Puerto Rican comic book creator

Ricardo Álvarez-Rivón (born c. 1950) is the creator of Turey el Taino, Puerto Rico's most successful locally produced comic book-magazine.

==Early life==
Álvarez-Rivón, who drew comics since his childhood years, was born in San Juan, Puerto Rico and studied art and drawing in the University of Puerto Rico. Álvarez-Rivón wanted to come up with a different concept in comics, a comic which would entertain as well as educate children and adults alike. He then worked on an idea about a Taino and his adventures.

==Turey el Taino==
On October 26, 1989, Turey el Taino, published by Editorial Manos, made its debut in the news and magazine stands in stores all over Puerto Rico. Turey el Taino is what is known as a "comic magazine". Instead of the regular comic format, this comic comes in the form of a magazine. It was first printed in black and white. Turey is a lovable chubby guy with two sons and a very dominating wife. Turey goes on all kinds of adventures, accompanied by his best friend "Batu", the tribe witchdoctor "Baracutey" and "Tureycito", one of his sons. They either face the "ferocious" Caribs or fight evil spirits. The comic book is education-oriented, as it teaches how the Tainos must have lived before the arrival of the Spaniards. The comic book also contains a section where the letters and drawings from the fans are published. The first newspaper to publish the adventures of Turey was "El Mundo" of Puerto Rico. Soon, the adventures of Turey were being published in color in the Sunday newspaper pages of El Nuevo Día.

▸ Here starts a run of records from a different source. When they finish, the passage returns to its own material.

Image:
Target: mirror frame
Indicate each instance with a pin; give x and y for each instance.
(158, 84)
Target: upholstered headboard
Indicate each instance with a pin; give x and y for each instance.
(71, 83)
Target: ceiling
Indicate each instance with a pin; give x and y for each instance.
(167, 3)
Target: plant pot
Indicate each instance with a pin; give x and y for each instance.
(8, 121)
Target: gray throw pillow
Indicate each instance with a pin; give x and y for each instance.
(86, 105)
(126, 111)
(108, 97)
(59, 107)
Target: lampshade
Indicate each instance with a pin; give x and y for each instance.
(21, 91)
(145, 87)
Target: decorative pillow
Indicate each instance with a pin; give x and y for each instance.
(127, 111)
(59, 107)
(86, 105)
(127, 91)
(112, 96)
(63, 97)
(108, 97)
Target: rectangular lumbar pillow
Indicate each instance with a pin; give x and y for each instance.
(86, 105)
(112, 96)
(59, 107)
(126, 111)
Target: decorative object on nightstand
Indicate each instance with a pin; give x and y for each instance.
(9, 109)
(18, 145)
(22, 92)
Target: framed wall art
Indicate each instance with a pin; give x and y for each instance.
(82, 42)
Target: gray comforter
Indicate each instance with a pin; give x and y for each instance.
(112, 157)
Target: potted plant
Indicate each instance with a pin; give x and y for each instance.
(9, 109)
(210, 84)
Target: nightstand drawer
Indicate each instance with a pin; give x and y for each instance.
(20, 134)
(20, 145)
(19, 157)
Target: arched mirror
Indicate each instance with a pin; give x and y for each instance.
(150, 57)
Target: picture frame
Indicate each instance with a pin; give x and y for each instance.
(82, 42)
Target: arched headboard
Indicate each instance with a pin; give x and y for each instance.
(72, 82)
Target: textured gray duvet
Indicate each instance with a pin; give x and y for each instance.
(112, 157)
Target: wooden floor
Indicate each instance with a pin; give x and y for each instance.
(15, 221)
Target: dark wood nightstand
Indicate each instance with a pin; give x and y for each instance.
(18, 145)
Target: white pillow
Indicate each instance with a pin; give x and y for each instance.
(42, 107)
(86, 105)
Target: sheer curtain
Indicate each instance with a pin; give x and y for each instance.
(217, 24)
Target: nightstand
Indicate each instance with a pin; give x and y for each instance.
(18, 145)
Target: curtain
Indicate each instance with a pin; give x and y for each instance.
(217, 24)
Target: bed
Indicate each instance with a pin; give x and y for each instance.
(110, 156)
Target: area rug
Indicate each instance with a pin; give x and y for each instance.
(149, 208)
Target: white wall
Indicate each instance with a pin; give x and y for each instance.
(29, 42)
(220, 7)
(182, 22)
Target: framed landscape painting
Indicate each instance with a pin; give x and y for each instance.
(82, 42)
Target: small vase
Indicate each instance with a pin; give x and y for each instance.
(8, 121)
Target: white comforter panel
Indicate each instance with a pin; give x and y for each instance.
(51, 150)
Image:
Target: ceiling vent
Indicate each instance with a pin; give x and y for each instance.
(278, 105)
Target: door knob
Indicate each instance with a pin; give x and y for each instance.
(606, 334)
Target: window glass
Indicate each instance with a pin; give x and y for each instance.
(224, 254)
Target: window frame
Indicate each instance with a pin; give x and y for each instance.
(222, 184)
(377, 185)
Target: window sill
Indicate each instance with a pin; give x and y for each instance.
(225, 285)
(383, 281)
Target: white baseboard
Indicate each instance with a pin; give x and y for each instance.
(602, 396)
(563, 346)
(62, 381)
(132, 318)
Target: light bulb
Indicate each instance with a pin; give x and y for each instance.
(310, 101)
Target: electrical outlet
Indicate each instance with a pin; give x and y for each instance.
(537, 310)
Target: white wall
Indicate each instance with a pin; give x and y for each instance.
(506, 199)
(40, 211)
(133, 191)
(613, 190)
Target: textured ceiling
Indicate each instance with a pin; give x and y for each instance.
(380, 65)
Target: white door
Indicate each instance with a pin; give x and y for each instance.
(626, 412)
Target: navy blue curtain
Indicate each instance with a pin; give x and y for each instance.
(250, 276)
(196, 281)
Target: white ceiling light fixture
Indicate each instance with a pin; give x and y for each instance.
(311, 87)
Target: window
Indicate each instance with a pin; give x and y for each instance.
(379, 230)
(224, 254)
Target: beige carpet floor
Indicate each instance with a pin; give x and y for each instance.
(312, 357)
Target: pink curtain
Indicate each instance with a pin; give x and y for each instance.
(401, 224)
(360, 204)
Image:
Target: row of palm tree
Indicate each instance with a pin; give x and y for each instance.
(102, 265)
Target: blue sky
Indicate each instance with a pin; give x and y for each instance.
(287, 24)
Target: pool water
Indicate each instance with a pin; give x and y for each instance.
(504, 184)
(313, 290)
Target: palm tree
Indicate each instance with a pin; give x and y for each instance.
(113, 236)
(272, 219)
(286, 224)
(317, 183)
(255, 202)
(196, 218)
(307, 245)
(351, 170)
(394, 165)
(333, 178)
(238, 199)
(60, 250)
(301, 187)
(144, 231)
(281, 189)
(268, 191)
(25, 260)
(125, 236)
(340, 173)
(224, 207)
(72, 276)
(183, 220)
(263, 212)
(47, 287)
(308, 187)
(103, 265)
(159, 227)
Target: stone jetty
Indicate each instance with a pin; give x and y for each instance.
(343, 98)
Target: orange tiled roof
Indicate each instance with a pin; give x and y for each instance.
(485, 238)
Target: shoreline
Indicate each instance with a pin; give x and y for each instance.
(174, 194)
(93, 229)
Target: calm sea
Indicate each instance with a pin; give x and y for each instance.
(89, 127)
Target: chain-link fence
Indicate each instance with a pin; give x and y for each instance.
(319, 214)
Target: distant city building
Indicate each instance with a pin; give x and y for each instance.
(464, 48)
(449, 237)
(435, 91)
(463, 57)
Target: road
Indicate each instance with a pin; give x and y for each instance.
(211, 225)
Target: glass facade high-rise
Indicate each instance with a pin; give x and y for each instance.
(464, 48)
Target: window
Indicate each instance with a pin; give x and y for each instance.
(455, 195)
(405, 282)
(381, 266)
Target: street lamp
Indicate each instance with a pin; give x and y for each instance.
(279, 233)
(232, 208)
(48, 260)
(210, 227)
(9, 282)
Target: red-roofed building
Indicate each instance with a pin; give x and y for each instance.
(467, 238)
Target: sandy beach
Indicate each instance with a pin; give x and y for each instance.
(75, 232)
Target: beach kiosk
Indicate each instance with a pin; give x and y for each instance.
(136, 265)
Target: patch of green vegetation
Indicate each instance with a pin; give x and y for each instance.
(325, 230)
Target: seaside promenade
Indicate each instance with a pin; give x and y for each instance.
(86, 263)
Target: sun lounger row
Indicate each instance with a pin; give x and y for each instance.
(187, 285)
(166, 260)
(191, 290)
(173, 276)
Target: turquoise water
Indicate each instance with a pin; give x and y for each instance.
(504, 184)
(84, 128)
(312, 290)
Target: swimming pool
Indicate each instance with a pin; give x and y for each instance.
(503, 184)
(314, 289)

==Recognitions and honors==
The Institute of Puerto Rican Culture honored "Turey" by publishing a book on the character, which included a collection of the comic strips. "Turey" is also the principal figure on an educational pamphlet published by "ENDE" (El Nuevo Día Educador). The U.S. Postal Service honored "Turey el Taino" and his creator in 1999, by presenting a cancelled postal stamp and renaming the postal station in "Plaza Las Americas" in Puerto Rico, the "Turey Postal Station".
On November 10, 1999, The Puerto Rican House of Representatives, honored "Turey's" creator Ricardo Álvarez-Rivón and presented him with a plaque. Álvarez-Rivón continues to write and illustrate the "Turey" comic strips with the collaboration of his wife, Magali Álvarez-Rivón.